The confession, spoken in her sweet little three-year-old voice, was almost too much for this mama. My daughter and I were saying her bedtime prayers, and when it came time to yield something to God, we talked about our stomachs. I volunteered that the Super Bowl had offered all kinds of foods and temptations, and I had eaten too much. My tummy hurt. She then offered her own admission: she had eaten too much sugar.
In her defense, she hadn’t really eaten that much sugar. The treats had all been sugar-free, and my friend and I had intentionally filled the table with fruits and veggies that would nourish our families. But in my little one’s mind, she recognized that she had eaten to excess.
It was a bittersweet moment.
On the one hand, I want my children to recognize which foods energize them and how much is enough. On the other, I want to guard against developing a food fixation, especially because I know firsthand how addictive and hopeless it can be. But I also know that Jesus can set us free!
So how do we raise our children to love God more than food… but still enjoy His good gifts moderately and guilt-free?
How to Break Food’s Generational Stronghold
Here are a few ideas I’ve been mulling over since the weekend:
Nurture a love and hunger for God. Our children need to hear again and again that God loves them and wants to be with them. Let’s stir up a hunger for His Word and His presence by opening our Bibles at breakfast and praying together at bedtime, speaking of Him in the car and everywhere we go.
Affirm the goodness of food as a gift from our Father. Every meal is a chance to turn our hearts to God in worship, as we recognize Him as the Giver of good gifts and the provider of everything we need. We can enjoy food without letting it gain mastery over us.
Model a healthy relationship with food. As we release food to its proper role in our lives, we can live out for our kids what it looks like to make healthy food choices, to stop when we’re full, and to seek comfort in Jesus, not food.
Sometimes I’m overwhelmed by the responsibility of guiding my daughters toward food freedom. I don’t have this all figured out, and I’m desperately asking God for wisdom. But I believe He will be faithful to answer our prayers, break generational strongholds, and guide us as we raise our children to love and desire Him alone.

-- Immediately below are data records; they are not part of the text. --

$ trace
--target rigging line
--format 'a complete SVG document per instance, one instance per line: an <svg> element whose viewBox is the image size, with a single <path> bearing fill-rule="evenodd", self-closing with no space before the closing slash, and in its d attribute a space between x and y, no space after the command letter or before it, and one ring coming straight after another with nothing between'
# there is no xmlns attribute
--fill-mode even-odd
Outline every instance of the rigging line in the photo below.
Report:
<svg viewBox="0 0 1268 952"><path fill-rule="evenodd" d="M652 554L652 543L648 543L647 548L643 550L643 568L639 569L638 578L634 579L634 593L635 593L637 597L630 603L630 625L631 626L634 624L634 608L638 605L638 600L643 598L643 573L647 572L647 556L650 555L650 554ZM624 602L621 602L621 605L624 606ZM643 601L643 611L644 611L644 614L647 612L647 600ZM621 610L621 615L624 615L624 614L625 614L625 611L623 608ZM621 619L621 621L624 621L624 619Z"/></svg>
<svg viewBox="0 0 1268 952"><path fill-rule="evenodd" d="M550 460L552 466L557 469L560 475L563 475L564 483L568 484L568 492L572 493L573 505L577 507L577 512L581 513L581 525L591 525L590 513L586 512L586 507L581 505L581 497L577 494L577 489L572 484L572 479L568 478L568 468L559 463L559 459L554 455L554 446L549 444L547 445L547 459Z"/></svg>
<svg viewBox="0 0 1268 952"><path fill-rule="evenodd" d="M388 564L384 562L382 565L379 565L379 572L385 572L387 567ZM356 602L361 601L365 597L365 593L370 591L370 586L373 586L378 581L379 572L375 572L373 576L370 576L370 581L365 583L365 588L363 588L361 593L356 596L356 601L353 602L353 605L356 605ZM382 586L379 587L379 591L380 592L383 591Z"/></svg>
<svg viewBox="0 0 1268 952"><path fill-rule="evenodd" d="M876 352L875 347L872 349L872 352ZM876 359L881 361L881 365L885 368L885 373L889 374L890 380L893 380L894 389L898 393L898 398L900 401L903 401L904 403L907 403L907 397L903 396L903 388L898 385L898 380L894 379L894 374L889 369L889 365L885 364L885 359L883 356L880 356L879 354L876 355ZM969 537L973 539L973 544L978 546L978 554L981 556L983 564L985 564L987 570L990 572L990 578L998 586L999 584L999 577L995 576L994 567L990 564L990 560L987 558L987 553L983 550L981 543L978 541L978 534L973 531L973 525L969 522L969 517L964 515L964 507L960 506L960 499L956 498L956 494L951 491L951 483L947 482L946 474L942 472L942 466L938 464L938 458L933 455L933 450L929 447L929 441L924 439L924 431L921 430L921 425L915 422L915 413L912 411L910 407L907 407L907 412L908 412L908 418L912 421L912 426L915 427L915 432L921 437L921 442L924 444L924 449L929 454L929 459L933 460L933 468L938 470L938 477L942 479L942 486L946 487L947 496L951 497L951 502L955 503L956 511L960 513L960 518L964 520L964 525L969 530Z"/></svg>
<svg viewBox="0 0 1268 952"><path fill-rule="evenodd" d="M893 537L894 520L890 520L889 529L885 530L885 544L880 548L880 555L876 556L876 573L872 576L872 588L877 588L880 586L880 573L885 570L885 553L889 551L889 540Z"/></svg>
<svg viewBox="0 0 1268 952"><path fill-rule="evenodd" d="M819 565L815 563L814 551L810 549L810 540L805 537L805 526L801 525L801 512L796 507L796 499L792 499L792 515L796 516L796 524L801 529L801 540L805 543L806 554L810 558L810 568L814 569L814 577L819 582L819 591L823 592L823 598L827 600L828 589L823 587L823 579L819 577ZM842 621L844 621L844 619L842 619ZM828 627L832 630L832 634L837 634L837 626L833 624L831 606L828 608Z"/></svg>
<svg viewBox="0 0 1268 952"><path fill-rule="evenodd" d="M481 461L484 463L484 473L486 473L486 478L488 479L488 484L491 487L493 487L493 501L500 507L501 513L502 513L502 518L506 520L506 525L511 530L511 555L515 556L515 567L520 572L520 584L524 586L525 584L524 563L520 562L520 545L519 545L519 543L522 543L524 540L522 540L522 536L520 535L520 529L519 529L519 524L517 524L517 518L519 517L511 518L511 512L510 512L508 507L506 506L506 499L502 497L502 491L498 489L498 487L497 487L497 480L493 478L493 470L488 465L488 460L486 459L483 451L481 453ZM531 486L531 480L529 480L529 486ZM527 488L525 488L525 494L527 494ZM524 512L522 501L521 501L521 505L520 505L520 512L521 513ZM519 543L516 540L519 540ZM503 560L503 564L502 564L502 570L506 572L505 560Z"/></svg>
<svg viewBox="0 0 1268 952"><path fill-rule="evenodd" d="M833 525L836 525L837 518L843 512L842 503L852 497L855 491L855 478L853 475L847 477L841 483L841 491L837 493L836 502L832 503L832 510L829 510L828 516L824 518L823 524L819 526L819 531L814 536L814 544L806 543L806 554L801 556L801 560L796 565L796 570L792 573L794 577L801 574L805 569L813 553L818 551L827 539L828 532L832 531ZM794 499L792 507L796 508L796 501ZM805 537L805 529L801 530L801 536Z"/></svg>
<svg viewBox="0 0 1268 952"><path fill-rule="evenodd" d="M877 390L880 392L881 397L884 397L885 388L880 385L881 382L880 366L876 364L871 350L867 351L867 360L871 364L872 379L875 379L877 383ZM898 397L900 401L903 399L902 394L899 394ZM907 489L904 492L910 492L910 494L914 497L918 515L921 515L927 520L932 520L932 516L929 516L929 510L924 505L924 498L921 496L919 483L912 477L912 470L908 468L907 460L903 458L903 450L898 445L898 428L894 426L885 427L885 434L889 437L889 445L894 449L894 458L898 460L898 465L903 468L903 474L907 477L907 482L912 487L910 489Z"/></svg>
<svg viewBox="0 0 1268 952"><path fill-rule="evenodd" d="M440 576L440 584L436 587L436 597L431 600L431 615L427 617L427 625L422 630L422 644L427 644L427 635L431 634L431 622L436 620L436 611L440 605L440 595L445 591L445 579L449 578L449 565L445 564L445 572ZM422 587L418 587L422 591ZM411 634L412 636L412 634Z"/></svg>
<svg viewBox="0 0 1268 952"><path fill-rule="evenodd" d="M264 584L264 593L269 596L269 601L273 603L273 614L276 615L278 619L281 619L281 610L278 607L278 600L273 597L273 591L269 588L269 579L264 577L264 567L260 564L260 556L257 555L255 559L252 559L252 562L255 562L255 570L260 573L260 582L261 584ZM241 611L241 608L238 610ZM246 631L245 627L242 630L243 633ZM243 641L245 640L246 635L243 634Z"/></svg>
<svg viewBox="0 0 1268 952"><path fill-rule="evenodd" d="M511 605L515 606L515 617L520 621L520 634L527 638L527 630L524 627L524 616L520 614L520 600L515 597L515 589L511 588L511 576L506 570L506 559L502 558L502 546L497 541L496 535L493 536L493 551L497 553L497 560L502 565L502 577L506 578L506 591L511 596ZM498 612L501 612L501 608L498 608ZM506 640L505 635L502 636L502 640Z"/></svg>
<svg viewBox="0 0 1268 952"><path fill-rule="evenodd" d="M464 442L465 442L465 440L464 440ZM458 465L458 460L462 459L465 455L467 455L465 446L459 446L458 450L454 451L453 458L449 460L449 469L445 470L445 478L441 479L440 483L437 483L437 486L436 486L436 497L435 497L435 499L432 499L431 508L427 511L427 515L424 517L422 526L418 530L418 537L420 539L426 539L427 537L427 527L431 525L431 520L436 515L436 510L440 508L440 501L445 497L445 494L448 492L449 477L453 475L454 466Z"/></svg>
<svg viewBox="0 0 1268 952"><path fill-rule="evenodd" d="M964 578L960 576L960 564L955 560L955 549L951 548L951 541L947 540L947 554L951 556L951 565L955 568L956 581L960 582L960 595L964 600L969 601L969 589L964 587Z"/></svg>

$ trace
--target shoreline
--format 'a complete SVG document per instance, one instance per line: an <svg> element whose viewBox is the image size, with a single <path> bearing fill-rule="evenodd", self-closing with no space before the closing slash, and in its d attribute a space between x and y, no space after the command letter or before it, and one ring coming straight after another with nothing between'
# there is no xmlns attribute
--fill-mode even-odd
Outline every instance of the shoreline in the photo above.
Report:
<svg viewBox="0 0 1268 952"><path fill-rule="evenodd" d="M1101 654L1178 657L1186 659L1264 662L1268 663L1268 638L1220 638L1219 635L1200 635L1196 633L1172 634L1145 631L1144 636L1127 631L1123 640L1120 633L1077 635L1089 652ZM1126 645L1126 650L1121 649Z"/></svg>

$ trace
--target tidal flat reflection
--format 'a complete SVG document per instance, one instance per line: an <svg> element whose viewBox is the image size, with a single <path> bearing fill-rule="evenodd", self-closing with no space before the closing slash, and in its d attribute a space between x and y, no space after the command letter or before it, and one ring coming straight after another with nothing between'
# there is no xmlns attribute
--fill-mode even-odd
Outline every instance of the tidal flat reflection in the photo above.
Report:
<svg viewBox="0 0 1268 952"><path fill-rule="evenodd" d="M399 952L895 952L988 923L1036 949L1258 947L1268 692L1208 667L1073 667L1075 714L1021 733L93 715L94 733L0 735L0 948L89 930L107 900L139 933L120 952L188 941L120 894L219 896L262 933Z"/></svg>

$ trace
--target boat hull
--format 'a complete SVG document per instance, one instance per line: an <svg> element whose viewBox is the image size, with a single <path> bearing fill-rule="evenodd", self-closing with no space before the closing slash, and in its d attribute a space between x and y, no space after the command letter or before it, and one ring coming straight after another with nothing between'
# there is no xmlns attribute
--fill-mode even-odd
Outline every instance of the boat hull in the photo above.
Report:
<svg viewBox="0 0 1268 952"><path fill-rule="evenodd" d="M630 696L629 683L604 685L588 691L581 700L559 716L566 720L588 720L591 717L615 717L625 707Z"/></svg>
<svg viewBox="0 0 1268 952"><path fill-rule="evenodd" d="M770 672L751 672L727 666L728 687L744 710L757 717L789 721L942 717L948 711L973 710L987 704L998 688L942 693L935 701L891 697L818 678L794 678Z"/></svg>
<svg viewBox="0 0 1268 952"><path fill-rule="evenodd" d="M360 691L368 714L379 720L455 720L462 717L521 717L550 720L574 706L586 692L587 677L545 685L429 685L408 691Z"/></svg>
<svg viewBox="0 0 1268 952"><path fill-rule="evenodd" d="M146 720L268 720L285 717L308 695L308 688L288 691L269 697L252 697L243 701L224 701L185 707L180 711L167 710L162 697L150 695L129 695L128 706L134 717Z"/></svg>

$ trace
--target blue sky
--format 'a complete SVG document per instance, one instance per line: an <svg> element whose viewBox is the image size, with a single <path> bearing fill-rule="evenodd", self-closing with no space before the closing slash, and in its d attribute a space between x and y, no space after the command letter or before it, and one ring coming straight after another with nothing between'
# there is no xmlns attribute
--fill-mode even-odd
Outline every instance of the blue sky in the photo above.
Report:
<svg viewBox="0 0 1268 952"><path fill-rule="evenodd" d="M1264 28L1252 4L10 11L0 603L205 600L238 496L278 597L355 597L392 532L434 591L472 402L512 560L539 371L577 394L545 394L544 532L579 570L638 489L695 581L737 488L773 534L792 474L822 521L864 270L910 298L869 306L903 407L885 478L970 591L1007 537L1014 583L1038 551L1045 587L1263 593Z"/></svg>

As we folded our hands and bowed our heads over the last part of our prayer, I led my daughter in a prayer of dedication: “Dear God, I give you my stomach. It is not mine but Yours. Help me eat what makes me healthy and stop when I’ve had enough. And help me desire You more than any sweet treat. Amen.”
And as I tucked her into bed, I whispered to her the promises of a new day under the loving gaze of a good Father. His mercies are new every morning and there is no guilt or condemnation for His children. Great is His love and faithfulness (Lamentations 3:22-23).
Those are the things I’d whisper to you, sweet friend, as you begin your week and your day. Regardless of what the weekend held for you, no matter how you’ve been doing so far this week, (or even so far today!), this hour is a new start, a fresh beginning. Forget what is behind and lean into the victory that lies ahead for us in Christ Jesus. Great is His faithfulness.